The Brilliant Lie

I recently entered a contest in the painting category by accident (thanks for the heads up Amy) which reminded me of this series I made a while back. Having just finished working in New Orleans for a year and unsure of where I was going next, what I was doing and putting pressure on myself to keep the ball rolling after a marathon year that left me emotionally and physically exhausted, I was kinda sick of photography and needed a break. I was both frustrated and amazed by what a photograph could do, how photography and the image are used, what a photograph shows us and how the composition in that box has the ability to interact with its viewer. I made these images when I was mad at photography and didn't want to take pictures, but I forced myself out the door anyway and made myself expose film. Under the dark cloth I found a way to disconnect myself from my subject and found a way to create a composition that could only be seen on the ground glass. A reminder that the lens is an abstraction and all light that passes thru that glass onto a 4x5 rectangle is abstracted. There is no truth in photography, the photograph is a brilliant lie.

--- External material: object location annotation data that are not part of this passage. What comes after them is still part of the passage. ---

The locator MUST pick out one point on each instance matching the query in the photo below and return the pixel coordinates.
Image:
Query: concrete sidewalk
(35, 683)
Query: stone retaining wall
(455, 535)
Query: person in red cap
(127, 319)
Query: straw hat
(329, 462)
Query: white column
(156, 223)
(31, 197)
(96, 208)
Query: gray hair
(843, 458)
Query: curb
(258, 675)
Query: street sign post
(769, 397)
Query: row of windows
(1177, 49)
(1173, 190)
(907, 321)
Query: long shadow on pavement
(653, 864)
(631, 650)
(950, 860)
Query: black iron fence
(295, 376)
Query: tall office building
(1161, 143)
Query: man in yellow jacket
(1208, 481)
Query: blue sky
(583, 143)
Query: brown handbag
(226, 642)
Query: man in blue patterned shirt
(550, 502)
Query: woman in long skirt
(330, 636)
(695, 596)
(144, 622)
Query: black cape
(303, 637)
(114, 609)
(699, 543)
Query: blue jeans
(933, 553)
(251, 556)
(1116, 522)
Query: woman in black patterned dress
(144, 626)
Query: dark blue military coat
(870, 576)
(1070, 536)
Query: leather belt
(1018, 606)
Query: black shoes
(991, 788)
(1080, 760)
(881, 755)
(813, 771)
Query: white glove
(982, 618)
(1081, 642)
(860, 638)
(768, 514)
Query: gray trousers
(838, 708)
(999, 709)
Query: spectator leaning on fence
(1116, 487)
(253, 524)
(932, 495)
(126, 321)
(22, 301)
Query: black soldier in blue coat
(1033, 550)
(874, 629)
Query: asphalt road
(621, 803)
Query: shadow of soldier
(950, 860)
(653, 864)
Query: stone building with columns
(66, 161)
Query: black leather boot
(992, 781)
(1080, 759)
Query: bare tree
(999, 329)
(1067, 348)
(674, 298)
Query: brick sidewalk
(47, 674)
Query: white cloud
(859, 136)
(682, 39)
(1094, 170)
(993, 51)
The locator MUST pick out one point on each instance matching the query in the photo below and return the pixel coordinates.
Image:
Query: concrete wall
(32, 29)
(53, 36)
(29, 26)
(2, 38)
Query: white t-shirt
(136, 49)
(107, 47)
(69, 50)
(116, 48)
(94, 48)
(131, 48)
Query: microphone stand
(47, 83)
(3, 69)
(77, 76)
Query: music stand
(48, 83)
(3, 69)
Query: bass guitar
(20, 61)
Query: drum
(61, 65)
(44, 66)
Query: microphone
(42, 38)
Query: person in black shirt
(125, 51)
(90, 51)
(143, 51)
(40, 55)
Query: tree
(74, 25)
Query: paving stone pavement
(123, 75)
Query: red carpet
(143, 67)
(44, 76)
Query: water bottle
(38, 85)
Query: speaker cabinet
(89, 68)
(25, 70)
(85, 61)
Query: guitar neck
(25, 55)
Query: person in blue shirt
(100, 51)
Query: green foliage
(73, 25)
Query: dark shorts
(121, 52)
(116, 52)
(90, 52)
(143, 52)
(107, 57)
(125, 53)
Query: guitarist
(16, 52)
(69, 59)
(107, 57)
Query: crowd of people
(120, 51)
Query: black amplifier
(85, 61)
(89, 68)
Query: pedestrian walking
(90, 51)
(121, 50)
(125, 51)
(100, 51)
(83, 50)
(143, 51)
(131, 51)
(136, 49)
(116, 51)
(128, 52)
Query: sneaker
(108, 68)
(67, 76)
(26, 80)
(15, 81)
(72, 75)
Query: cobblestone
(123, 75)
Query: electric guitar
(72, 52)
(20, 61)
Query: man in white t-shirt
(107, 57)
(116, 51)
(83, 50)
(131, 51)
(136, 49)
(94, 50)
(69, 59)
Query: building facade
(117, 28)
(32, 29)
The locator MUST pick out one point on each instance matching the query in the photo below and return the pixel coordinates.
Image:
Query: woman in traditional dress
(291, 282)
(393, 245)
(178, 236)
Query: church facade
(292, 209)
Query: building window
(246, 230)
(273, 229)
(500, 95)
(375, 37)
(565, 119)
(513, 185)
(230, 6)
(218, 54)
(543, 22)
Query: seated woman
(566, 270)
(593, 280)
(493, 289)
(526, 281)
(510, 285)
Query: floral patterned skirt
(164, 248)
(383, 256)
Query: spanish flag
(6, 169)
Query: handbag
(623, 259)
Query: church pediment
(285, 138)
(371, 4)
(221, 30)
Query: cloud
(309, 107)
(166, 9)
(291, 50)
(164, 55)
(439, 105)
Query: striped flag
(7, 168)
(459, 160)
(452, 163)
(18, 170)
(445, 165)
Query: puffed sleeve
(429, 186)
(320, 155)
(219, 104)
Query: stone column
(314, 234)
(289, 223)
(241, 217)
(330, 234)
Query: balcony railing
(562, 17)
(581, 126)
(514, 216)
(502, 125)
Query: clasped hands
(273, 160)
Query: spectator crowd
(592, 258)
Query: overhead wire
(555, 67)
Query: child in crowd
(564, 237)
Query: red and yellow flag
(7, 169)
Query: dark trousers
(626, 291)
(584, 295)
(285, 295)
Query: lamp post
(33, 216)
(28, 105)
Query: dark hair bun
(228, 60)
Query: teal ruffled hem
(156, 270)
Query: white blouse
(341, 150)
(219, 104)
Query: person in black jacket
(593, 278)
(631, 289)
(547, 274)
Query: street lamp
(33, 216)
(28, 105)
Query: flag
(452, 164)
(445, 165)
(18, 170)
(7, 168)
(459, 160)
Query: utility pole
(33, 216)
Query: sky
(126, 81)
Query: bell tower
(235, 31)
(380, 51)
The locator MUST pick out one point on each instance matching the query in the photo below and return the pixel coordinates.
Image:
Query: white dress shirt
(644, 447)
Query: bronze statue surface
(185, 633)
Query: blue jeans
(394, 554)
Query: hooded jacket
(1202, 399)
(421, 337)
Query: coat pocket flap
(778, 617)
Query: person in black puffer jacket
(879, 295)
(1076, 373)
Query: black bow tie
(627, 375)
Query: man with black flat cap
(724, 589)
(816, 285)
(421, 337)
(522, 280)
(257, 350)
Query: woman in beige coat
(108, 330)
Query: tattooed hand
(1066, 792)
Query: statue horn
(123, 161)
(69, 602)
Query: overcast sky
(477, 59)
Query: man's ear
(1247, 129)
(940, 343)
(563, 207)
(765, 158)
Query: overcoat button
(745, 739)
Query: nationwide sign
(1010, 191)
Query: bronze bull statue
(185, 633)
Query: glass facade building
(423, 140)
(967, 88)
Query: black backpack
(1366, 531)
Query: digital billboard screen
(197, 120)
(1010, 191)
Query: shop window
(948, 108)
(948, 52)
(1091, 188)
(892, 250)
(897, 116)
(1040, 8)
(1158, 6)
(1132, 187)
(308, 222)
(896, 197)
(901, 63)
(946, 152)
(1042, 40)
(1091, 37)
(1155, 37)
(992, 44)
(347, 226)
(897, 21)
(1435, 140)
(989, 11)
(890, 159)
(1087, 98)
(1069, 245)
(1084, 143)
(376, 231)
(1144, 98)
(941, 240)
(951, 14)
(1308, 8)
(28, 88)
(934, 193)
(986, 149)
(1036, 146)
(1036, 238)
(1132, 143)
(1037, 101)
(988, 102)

Upon writing this I am reminded of a Phil Perkis story,

"Some years back I did a small assignment using Kodachrome film, which at the time was the most detailed, saturated color film available. When I got the slides from the lab, I needed a place to project them. On a whim, I taped a piece of white paper to the front of the television set and used that as a screen. After looking at the slides and editing them, I took down the paper. Later that day, I turned on the television. I had a strange feeling. I put the white paper back and projected the slides again. Then I watched television again.